Juan no cree en ese Dios. Ni yo tampoco.
Quiero a Juan y me duele la injusticia de que, María y tantos otros, vivan y mal-duerman en las calles.
Y buscaremos culpables….
“¿Rabí, quién pecó para que naciese ciego, él o sus padres?
Jesús le respondió: No ha sido por ningún pecado”
Pero ellos seguirán sufriendo nuestras propias contradicciones y egoísmos.
Y nosotros seguiremos justificando la injusticia:
“Algo habrá hecho para estar así”
Juan, entre tanto, seguirá sin creer en Dios. Al fin y al cabo es Juan quien sufre la injusticia en sus propias carnes. Ni Dios ni nadie se lo va a solucionar.
Y el caso es que yo sí creo que Dios le quiere.
Porque mi Dios no está tranquilo en la desigualdad.

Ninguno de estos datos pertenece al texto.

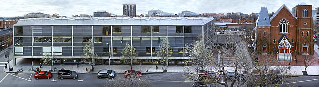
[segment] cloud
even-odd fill
[[[269,12],[275,12],[284,4],[291,10],[302,2],[312,4],[313,9],[319,6],[319,3],[316,0],[0,0],[0,2],[2,3],[0,17],[4,17],[23,16],[38,12],[50,15],[56,13],[68,17],[76,14],[93,15],[94,12],[104,11],[122,14],[122,4],[136,4],[137,14],[146,14],[147,11],[153,9],[175,14],[182,10],[198,13],[235,12],[251,13],[259,12],[261,7],[267,7]]]

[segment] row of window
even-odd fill
[[[137,51],[136,50],[136,47],[133,47],[134,48],[133,52],[136,52]],[[145,53],[146,54],[150,54],[151,53],[151,47],[146,47],[146,52]],[[53,47],[53,54],[55,55],[62,55],[62,47]],[[109,53],[109,50],[110,49],[109,49],[108,47],[105,47],[103,48],[103,55],[108,55]],[[173,49],[172,48],[168,48],[169,51],[171,51],[171,53],[173,53]],[[23,48],[22,47],[15,47],[14,48],[14,54],[15,55],[23,55]],[[183,53],[183,48],[178,48],[178,53]],[[42,47],[42,54],[47,54],[47,55],[51,55],[51,47]],[[117,47],[113,47],[113,54],[117,54]],[[155,54],[156,52],[155,52],[155,47],[152,47],[152,54]]]
[[[22,43],[23,41],[23,37],[17,37],[15,38],[16,40],[16,43]],[[92,37],[82,37],[82,42],[87,43],[92,38]],[[102,37],[94,37],[94,43],[102,43]],[[2,39],[3,39],[4,37],[0,38],[0,41],[2,41]],[[34,43],[51,43],[51,37],[34,37]],[[54,43],[65,43],[71,42],[71,37],[53,37],[53,42]],[[158,40],[159,43],[160,40],[163,40],[166,39],[166,37],[152,37],[153,40]],[[150,40],[151,37],[133,37],[132,39],[133,40],[139,40],[141,43],[144,40]],[[131,37],[113,37],[113,40],[121,40],[121,42],[123,42],[123,40],[131,40]],[[1,42],[1,41],[0,41]]]
[[[176,33],[183,33],[183,26],[176,26]],[[15,27],[15,35],[20,35],[22,34],[23,33],[22,26],[16,26]],[[42,28],[39,28],[40,30]],[[43,28],[47,28],[47,27]],[[48,27],[47,28],[49,28]],[[82,28],[89,28],[87,27]],[[122,26],[112,26],[113,32],[114,33],[121,33],[122,32]],[[192,33],[192,26],[184,26],[184,33]],[[152,26],[152,32],[153,33],[158,33],[159,32],[159,26]],[[64,28],[63,29],[64,29]],[[151,33],[151,26],[141,26],[141,33]],[[34,31],[35,31],[36,29],[34,29]],[[41,30],[40,30],[41,31]],[[35,32],[35,31],[33,31]],[[41,31],[40,31],[41,32]],[[102,33],[103,35],[110,35],[111,33],[111,26],[102,26]]]

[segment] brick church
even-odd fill
[[[284,4],[272,16],[266,7],[262,7],[255,27],[256,50],[260,54],[273,54],[278,62],[292,61],[297,55],[313,55],[311,13],[311,5],[304,3],[292,11]]]

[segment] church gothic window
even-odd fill
[[[285,19],[283,19],[279,23],[279,28],[280,28],[280,33],[288,33],[288,22]]]
[[[307,15],[308,14],[308,10],[307,10],[307,9],[304,8],[302,10],[302,17],[307,17]]]

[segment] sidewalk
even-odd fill
[[[10,64],[11,65],[11,64]],[[13,70],[9,71],[8,68],[4,70],[4,72],[7,73],[34,73],[34,71],[29,70],[30,68],[32,68],[32,66],[11,66],[13,68]],[[35,70],[36,67],[40,67],[39,66],[33,66],[33,69]],[[52,69],[54,69],[56,67],[57,70],[61,70],[64,68],[65,70],[75,71],[79,73],[88,73],[89,70],[91,69],[91,66],[89,65],[79,65],[79,67],[76,65],[57,65],[52,66]],[[107,65],[96,65],[93,66],[94,71],[93,73],[98,73],[99,70],[101,69],[109,69],[109,66]],[[163,73],[163,70],[161,70],[162,67],[164,67],[162,65],[158,65],[158,69],[156,69],[156,66],[154,65],[142,65],[142,67],[140,65],[135,65],[132,66],[133,70],[139,70],[139,68],[141,68],[141,72],[143,73]],[[184,66],[166,66],[166,69],[168,70],[167,72],[181,72],[184,70]],[[23,71],[17,72],[17,69],[18,68],[23,68]],[[87,68],[88,70],[86,71],[86,69]],[[42,70],[49,71],[50,69],[50,66],[49,65],[42,65],[42,68],[40,68]],[[114,70],[116,73],[122,73],[124,72],[126,70],[131,70],[130,65],[111,65],[111,70]],[[146,72],[147,70],[147,72]],[[55,73],[56,73],[56,71]]]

Contra todo pronóstico y aunque lo desmienta el actuar de algunos de nuestros representantes eclesiales, mi Dios, el de Jesús, apuesta por un mundo en donde el poderoso no es el más querido, ni el más alagado.
Mi Dios, el de Jesús, apuesta por un mundo en donde la esperanza supera al desaliento y donde la vida gana a la muerte.
Y esta es nuestra faena. La mía y la de todos los hombres que creen en la persona y en su dignidad.
Pero esto no se lo puedo decir a Juan. Se quedará en mi secreto.
Y en mi secreto quedará también la experiencia de Jesús y Lázaro en el sepulcro.
Y como entonces, esperaré y lucharé y desearé porque llegue el momento en que Juan y María y tantos otros, quieran -o puedan- salir de la tumba de la desesperanza.
Y, si no, ahí seguiremos… “HASTA QUE EL CUERPO AGUANTE”.